Good thing he changed it.


----------



## Bettina

hpowders said:


> Good thing he changed it.


What was it before? I didn't see it until after it had been edited!


----------



## hpowders

Bettina said:


> What was it before? I didn't see it until after it had been edited!


It would be too risqué for me to say.


----------



## Bettina

hpowders said:


> It would be too risqué for me to say.


Too bad I missed it!


----------



## hpowders

Bettina said:


> Too bad I missed it!


Sorry I didn't make a copy.


----------



## ProudSquire

*Happy Birthday*

Jorge Hereth!!!

:cheers:


----------



## ProudSquire

*Happy Birthday*

Atrahasis!!!

:cheers:


----------



## Minor Sixthist

Wait a sec, how do you all seem to know members' birthdays? Is it listed somewhere?

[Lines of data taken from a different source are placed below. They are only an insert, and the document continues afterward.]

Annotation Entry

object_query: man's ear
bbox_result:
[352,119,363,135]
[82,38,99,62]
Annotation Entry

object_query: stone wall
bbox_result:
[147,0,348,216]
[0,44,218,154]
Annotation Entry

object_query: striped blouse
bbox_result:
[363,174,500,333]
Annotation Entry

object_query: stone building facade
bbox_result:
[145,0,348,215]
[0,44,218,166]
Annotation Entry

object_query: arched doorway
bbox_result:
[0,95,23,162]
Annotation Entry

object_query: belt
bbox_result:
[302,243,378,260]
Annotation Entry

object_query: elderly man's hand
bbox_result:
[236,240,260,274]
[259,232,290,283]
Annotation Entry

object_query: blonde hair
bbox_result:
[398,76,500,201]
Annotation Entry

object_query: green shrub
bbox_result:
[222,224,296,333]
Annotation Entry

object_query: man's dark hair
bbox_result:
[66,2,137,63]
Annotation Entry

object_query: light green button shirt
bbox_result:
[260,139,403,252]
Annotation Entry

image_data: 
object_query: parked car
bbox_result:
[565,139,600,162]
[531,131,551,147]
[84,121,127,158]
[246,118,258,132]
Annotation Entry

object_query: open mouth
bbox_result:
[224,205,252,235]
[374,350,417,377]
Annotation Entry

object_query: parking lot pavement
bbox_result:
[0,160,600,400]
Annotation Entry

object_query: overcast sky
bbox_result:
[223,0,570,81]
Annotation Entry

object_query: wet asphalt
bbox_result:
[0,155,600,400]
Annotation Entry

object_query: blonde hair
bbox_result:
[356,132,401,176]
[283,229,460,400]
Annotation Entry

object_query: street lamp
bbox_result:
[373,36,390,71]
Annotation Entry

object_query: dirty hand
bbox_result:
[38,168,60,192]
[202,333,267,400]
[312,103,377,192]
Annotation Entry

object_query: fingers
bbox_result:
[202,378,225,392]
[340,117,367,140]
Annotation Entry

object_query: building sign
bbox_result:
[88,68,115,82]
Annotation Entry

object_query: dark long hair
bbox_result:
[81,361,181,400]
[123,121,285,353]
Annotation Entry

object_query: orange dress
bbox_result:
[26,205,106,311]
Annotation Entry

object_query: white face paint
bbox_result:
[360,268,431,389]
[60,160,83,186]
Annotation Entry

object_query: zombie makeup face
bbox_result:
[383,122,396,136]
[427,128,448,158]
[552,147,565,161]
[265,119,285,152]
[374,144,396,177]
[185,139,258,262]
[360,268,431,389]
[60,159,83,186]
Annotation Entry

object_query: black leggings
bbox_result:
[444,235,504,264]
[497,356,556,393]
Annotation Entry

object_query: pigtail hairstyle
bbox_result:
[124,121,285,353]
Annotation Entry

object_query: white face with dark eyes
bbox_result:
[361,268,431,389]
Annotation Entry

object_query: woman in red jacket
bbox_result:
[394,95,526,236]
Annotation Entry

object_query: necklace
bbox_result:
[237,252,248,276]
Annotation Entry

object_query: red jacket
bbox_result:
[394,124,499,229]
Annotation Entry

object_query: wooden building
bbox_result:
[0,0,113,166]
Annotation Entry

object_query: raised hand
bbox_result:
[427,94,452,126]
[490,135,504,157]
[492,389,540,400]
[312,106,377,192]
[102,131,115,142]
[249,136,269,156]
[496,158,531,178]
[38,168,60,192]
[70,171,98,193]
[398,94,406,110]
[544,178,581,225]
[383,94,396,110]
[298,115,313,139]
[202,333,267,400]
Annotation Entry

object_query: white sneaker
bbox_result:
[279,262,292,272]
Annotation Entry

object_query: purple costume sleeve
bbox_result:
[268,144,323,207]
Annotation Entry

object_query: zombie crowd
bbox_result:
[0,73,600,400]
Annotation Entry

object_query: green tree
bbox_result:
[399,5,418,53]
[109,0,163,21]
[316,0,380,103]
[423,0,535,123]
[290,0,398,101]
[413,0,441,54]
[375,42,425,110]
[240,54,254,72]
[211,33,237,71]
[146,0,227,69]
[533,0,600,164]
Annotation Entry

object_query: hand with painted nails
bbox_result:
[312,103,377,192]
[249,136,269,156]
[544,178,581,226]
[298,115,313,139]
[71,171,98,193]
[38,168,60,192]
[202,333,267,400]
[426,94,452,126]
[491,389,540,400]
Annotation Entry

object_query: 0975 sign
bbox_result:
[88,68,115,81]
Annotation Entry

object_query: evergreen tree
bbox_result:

If it is, I probably lie about it. I do that compulsively. I mean, sometimes the year makes sense but then I change around the date even though it wouldn't be relevant.


----------



## ProudSquire

Minor Sixthist said:


> Wait a sec, how do you all seem to know members' birthdays? Is it listed somewhere?
> 
> If it is, I probably lie about it. I do that compulsively. I mean, sometimes the year makes sense but then I change around the date even though it wouldn't be relevant.


The calendar has the birth dates listed. As for knowing whether it's their actual birthday or if they've lied about it, I do not know. I simply presume that it's indeed the person's real birthday and wish them a happy birthday. And for the most part, they've been pretty consistent so far.


----------



## ProudSquire

*Happy Birthday*

Amfortas!!!

:cheers:


----------



## ProudSquire

*Happy Birthday*

zhopin!!!

:cheers:


----------



## JosefinaHW

Krummhorn said:


> Thanks for the greetings. Don't feel any older than I did yesterday though. Next year (2018) will be the shocker for me when I reach 70 ... but at least my sister is older and currently 75 . . . now _that's_ old!!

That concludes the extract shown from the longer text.